3. Try to delegate. There’s nothing that says a bride has to be in charge of all the wedding-related minutiae. Take advantage of the expertise of your friends and family. I tried to micromanage every detail, but allowing others to have more control would have made the planning more enjoyable for everyone involved. In the end, some of the nicest touches were details taken care of by others. My in-laws took charge of decorating the reception site, for instance. It was all the more beautiful to me because I hadn’t planned it myself.
4. Consider hiring a videographer. We decided we didn’t care about capturing the wedding on video. Then a friend of my father’s presented us with a tape of the day’s events.

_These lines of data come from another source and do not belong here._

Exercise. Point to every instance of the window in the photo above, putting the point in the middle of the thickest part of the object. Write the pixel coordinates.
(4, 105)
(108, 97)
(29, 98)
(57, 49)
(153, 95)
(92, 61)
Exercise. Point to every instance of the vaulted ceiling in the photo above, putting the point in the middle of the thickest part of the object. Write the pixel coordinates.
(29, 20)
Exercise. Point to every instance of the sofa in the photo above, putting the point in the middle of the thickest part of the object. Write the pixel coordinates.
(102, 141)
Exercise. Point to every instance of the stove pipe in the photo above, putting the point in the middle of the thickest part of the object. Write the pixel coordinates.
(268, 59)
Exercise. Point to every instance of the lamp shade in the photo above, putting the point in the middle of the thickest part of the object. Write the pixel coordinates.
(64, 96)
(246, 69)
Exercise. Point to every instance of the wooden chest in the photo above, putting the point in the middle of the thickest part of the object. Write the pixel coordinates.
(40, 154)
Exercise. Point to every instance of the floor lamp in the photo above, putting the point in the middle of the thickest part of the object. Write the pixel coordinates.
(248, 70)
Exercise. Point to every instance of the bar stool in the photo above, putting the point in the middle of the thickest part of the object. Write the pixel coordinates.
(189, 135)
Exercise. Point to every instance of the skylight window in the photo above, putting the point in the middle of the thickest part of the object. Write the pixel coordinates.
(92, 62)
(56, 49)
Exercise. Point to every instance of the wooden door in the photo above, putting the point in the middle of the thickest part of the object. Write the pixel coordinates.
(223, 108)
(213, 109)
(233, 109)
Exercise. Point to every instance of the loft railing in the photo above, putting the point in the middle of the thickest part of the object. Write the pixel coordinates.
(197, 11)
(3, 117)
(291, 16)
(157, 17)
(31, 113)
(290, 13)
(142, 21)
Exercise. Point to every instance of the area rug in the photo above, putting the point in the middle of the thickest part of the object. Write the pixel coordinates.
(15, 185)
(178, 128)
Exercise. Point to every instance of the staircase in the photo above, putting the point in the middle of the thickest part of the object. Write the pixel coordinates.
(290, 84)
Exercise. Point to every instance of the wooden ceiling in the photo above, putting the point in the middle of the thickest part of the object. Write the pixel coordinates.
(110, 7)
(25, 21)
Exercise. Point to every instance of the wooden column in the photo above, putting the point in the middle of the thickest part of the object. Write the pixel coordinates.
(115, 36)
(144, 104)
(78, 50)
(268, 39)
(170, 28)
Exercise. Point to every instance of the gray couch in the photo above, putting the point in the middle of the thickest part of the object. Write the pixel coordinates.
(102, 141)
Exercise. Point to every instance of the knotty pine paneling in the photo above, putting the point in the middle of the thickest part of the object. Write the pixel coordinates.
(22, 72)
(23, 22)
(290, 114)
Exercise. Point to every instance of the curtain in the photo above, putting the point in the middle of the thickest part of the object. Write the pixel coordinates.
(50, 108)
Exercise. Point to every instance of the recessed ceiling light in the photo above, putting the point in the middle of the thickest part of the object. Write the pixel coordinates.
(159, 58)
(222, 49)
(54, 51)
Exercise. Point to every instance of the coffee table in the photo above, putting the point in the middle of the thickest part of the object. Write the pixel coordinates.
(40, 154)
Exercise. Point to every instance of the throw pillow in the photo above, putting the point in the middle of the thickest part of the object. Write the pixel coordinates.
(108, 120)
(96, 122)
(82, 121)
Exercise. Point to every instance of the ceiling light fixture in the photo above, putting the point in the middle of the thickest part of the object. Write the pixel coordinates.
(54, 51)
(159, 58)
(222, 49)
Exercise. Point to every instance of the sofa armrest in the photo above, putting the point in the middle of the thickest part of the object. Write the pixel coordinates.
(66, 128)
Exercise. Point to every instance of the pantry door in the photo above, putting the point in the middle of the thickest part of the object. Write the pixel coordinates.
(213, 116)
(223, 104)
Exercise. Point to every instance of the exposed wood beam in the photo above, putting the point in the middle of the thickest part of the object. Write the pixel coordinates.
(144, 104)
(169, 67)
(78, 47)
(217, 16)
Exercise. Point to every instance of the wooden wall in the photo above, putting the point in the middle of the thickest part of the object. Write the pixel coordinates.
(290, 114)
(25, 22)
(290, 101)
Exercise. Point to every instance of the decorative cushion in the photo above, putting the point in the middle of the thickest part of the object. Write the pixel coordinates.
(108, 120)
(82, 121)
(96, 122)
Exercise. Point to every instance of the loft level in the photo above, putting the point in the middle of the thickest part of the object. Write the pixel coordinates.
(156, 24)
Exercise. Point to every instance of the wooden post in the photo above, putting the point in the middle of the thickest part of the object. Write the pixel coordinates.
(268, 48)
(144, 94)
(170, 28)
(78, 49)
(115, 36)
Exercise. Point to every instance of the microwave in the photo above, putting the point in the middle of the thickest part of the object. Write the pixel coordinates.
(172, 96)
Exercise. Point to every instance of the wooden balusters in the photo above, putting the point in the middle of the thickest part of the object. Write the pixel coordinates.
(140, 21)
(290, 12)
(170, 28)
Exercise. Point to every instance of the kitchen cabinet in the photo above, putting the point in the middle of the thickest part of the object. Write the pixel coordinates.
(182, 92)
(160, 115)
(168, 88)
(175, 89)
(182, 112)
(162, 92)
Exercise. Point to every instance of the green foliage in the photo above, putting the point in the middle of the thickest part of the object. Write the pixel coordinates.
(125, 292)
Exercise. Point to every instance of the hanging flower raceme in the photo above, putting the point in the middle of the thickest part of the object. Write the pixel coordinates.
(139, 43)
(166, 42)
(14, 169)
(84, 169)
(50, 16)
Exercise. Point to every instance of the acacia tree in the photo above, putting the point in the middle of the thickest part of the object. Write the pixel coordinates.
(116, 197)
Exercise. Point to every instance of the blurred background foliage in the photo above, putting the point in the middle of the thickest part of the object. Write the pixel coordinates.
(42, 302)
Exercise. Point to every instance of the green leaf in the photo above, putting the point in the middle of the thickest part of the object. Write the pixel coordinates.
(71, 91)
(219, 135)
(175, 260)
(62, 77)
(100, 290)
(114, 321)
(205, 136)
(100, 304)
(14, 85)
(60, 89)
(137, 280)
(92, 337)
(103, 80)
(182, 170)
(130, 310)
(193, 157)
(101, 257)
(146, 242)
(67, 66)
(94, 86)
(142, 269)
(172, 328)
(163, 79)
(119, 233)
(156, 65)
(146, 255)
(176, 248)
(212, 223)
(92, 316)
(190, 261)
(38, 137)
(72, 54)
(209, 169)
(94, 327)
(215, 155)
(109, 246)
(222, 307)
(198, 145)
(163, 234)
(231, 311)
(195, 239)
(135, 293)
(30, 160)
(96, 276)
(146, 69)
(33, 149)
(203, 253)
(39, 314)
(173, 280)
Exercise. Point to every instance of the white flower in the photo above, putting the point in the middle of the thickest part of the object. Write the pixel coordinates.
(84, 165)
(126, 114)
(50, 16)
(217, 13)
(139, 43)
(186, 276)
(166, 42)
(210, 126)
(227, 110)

We absolutely love it.
5. Seek travel advice. Websites and travel guides mean you can plan a trip without getting any professional help. It’ll probably be cheaper that way. But a travel agent or friend who’s recently been to your destination can help you avoid unpleasant surprises. The hotel we chose turned out to be small and somewhat dingy – a far cry from the cheerful rooms pictured on its website. Someone with firsthand information could have helped us find a nicer place to stay.
6. Be realistic about the photos you request. Remember that you’re only going to have one chance to take pictures of everyone dolled up for the wedding. Think about what kinds of shots you’ll really want later and make sure your photographer knows what they are. For example, I thought it would be selfish to ask for pictures of me with each bridesmaid. But in retrospect, I wish we’d had them done.
7. Have a trial run with your hair and makeup. Whether you’re styling your hair yourself, relying on a friend or going to a pro, don’t let your wedding-day look be a surprise. The same thing goes for your makeup, especially if you don’t usually wear much. I liked the way my husband’s cousin did my makeup, but we didn’t test it out ahead of time. Later, I was surprised by how heavy it appeared in some of the photos.
8: Make the rehearsal count. The rehearsal details matter more than I imagined. We didn’t have anything for our flower girl to practice with at the rehearsal. During the wedding, she carefully placed about a dozen petals in the center of the aisle – one at a time, with painstaking care. It was sweet, in a way, but she probably would have had more fun if she’d gotten to try out the job with paper “petals” ahead of time.
9: Have a bite. Find a way to eat something at the wedding. Take it from me: You’ll regret not trying anything from the menu you put together with such care.
10: Stay organized. I don’t care how organized you are or if you have a perfect memory. You need a wedding-day checklist. Take my word for it. I actually had to send my maid of honor back to my apartment to get my veil.